In the column storage, since the data of each column is aggregated and stored, when data of a few attributes such as 'age', 'customer level' is queried, only the data of the corresponding columns, namely 'age' column and 'customer level' column, need to be read, so that the data amount of the read data can be greatly reduced, and since the data types corresponding to each attribute are the same, the column storage mode can design a data compression algorithm in a targeted manner.

In this embodiment, the column storage file may be a part file. The part file is a novel column type storage format file in the Hadoop ecological cycle, and can support a nested data model.

Fig. 4 shows a schematic diagram of a column storage file provided in this embodiment, as shown in fig. 4, where the head and tail of the part file each have a metadata Number with a content "PAR1" and a length of 4 bytes, for identifying this file as the part file, and the data block portion includes a plurality of line groups, such as line group 0 and line group 1 shown in fig. 4, each line group being used for storing at least one line of data.

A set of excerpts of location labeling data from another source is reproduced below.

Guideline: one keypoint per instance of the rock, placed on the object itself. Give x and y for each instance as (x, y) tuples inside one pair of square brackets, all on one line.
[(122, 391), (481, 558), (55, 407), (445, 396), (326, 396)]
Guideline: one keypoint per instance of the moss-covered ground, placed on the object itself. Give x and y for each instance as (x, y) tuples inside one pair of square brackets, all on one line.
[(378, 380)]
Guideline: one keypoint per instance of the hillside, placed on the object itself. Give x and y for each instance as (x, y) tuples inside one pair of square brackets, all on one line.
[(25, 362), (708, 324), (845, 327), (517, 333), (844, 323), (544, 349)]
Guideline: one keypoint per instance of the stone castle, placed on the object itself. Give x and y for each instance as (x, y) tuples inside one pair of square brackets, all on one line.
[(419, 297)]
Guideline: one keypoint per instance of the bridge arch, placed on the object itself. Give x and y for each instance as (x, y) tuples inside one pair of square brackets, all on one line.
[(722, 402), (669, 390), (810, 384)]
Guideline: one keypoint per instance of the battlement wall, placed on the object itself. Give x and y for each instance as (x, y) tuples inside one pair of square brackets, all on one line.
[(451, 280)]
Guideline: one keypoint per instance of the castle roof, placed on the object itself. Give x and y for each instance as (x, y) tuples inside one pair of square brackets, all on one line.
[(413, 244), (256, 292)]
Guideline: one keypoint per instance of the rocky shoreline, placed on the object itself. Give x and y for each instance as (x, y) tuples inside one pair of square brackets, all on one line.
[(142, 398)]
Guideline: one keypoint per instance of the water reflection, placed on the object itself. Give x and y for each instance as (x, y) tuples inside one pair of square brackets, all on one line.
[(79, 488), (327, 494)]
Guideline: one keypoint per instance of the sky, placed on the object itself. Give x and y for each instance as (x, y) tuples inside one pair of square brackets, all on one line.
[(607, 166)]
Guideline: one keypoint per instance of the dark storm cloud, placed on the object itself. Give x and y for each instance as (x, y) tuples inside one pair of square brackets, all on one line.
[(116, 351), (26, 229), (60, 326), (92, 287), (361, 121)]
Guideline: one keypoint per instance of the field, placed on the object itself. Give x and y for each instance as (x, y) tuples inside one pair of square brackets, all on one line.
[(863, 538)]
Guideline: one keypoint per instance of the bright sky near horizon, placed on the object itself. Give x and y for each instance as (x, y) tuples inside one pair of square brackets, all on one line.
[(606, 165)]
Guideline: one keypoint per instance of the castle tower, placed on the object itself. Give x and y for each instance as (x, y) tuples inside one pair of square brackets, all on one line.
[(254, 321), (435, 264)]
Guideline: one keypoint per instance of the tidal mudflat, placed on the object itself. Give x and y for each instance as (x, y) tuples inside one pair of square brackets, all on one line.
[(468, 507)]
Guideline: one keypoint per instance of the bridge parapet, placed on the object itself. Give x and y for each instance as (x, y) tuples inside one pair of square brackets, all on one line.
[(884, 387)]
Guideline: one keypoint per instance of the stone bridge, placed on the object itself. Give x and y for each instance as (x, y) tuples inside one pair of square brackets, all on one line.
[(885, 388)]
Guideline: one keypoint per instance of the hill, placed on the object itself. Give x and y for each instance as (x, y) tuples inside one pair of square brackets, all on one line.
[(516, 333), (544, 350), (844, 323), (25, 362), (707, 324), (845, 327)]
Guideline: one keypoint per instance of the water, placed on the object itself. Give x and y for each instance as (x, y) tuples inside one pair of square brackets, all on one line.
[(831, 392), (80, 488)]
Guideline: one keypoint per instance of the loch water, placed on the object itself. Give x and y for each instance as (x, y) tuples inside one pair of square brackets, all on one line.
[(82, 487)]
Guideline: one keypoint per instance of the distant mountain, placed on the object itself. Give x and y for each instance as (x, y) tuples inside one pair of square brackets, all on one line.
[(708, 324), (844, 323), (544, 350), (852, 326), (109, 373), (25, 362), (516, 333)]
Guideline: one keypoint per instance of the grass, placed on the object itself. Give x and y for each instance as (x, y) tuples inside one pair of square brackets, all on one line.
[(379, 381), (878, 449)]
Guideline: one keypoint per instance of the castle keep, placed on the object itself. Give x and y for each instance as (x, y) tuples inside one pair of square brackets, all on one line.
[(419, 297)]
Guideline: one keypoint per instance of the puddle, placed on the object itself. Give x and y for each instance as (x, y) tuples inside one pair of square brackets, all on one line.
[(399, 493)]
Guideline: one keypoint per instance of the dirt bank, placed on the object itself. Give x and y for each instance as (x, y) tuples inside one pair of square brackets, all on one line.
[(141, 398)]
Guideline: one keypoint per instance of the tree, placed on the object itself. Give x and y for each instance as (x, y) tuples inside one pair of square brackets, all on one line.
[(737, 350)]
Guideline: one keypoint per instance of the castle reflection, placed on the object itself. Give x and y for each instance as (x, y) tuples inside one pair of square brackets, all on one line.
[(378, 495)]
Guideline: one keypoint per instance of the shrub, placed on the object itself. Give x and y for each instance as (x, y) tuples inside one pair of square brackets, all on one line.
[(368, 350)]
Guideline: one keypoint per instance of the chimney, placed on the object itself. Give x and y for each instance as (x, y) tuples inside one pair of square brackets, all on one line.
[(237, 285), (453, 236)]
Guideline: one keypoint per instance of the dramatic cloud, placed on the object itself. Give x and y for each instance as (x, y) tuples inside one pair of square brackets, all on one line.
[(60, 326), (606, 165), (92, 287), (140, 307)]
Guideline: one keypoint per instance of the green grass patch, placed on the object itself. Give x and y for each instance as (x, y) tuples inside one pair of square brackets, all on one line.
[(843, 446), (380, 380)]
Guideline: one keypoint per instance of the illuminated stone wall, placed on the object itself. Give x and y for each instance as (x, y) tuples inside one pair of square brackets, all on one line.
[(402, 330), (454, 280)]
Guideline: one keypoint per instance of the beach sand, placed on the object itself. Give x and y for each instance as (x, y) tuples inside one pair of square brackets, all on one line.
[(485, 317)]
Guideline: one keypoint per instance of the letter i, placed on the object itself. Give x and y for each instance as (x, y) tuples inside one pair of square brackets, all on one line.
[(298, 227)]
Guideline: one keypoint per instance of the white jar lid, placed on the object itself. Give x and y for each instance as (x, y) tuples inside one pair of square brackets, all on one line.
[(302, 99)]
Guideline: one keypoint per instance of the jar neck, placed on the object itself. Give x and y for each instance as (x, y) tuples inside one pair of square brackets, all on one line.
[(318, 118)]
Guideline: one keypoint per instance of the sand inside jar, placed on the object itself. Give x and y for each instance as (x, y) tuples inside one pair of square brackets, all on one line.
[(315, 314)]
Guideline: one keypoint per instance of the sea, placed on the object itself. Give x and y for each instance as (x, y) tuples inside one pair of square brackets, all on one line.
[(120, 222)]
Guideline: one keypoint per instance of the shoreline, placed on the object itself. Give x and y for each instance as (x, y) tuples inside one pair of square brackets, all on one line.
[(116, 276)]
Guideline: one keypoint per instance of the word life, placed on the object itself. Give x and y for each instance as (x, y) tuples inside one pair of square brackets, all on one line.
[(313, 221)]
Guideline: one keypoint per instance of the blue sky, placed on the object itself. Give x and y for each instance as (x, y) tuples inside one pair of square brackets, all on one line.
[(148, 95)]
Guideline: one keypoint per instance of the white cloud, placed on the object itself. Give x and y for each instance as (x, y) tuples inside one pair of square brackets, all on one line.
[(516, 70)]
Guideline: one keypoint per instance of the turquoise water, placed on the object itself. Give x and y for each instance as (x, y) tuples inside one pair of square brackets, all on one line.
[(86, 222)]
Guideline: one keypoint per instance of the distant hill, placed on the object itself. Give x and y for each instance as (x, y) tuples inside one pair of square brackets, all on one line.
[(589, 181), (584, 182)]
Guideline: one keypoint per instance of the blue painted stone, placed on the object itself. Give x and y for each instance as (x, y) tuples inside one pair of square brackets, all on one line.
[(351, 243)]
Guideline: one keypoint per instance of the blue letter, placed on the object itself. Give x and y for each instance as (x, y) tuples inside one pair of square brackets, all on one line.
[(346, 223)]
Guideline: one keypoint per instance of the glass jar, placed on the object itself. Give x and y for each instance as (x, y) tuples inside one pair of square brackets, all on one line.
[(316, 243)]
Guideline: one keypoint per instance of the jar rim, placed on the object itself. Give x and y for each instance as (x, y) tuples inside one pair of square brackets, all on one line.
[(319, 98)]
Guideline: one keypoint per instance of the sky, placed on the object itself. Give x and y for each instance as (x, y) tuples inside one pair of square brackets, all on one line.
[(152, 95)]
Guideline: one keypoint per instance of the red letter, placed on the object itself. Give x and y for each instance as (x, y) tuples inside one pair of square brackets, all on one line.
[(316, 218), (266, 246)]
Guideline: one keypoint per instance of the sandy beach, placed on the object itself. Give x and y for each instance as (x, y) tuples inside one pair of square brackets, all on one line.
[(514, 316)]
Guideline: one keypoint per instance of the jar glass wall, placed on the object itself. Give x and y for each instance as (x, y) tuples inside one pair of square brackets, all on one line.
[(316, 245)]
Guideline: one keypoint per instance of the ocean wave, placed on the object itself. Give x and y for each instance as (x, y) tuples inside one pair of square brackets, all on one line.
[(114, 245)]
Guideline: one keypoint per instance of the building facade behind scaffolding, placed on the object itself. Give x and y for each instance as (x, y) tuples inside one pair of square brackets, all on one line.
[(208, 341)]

For example, assuming 1000 lines of data, two line groups of 500 lines of data each are split according to the respective sizes. In each row group, a plurality of Column blocks may be included, e.g., column block such as Column a may be included in row group 0, and Column block such as Column b may be included in row group 1. A column block is assembled from a collection of columns of data. In each column block, data is stored in a minimum unit of page.

In each column block in the part file, repetition Levels (repetition level) and Definition Levels (definition level), values (data Values) are also required to store complete information. The Values are Values of data stored in the column block.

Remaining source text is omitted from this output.